This is a Hipmunk post from Jodi Ettenberg of Legal Nomads

I’ve already been in Morocco for several weeks and with two more to go, I’ve reached a point of being comfortable in the country but still excited to see more. I’ve become at ease with the chaos – a very different chaos from that of Asia or South America – and have enjoyed the bargaining (with a smile! Always with a smile) and the myriad of foods on offer. 

Yesterday I posted on the colourful, magical Djemaa el-Fna on Legal Nomads, Marrakesh’s main square and the gateway to the old city (Medina). In constant movement, the square changes with the hours and is most busy at night, when food vendors set up to compete with the snake charmers and the ladies imploring you to get henna on your hands and feet. Of all the foods, I’ve enjoyed the fragrant harira soup stands the most.

Spice market from the souks in Marrakesh 

In Morocco, harira is traditionally consumed as a break-fast after sundown during the days of Ramadan. A thick tomato-based broth full of flavour, the variations on recipes for harira abound, but most contain the same building blocks: lentils, rice, tomatoes, lamb and fresh herbs and spices. To that foundation, many add thin noodles and flour to thicken the soup, or remove the lamb and make a vegetarian version for a light appetizer.

Simmered with cinnamon and coriander, topped with fresh parsley and served with of a hunk of fresh bread, it makes for a terrific meal regardless of day.
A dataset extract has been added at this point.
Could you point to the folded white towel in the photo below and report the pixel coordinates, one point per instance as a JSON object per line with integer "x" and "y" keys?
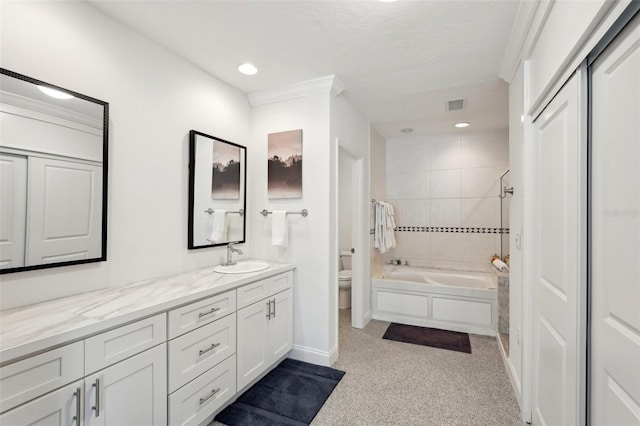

And while soups are historically associated with Ramadan – see this great post on the variety of soups that are used around the world - harira remains a staple of Moroccan cuisine regardless of the time of year. 

Recipe for harira soup, from the kind woman at a streetside stall in Marrakesh:

(As a result of her not measuring anything, I’ve done my best to approximate what I watched her do while cooking.)

 1 lb. lamb, cut into small cubes (ground lamb can be used as an alternative)

1 tsp sweet paprika

1 tsp turmeric

2 tsp cumin powder

1 tsp cinnamon

1/2 tsp ground ginger

1/2 tsp of Moroccan saffron (“racine moulue” – not the crazy expensive stuff)

1/2 cup each of fresh chopped parsley (flat leaf) and coriander

2 tbsp butter

2 onions, chopped into cubes

1 can of tomatoes (2lb sizes) chopped (note: 5 large ripe tomatoes with skin removed, seeded and chopped into cubes, can be used instead)

1/2 cup of lentils

1 cup of chickpeas (preferably bought dried and soaked overnight. The 1 cup measurement should be the soaked version)

1/4 cup rice

1 tbsp of flour

salt and pepper to taste

Optional for celiacs (people with gluten intolerance): 2 eggs, beaten with a squeeze of lemon juice, to thicken the soup.


-Take a large soup pot and add the meat, lentils, spices, butter, onion and fresh herbs and 7 or 8 cups of water and stir over high heat until the pot is brought to a boil. Include the chickpeas if you have soaked them overnight. If you are using canned chickpeas, you’ll add them later.

-Lower the heat and simmer for 30 minutes. If you are using canned chickpeas, add them after the 30 minute simmer is up.

-In a bowl, dissolve the flour in 1 cup of water and then add to the soup pot after it has simmered, stirring frequently. Add your tomatoes now, as well as salt and pepper. 

-Raise the heat again and when your soup is back to a boil, add your rice. Lower heat once more to a simmer for another 30-45 minutes.

-For those with celiac, don’t add the flour and when ready to serve and the soup is at a steady simmer, stir the eggs into the broth slowly, to create nest-like strands of egg that will thicken the soup.  

-Serve with fresh parsley, lemon wedges and a bowl of harissa to season.

Harira in Djemaa el-Fnaa

With the lamb, the soup makes for a perfect warm snack on a fall or winter afternoon. Bon appetit!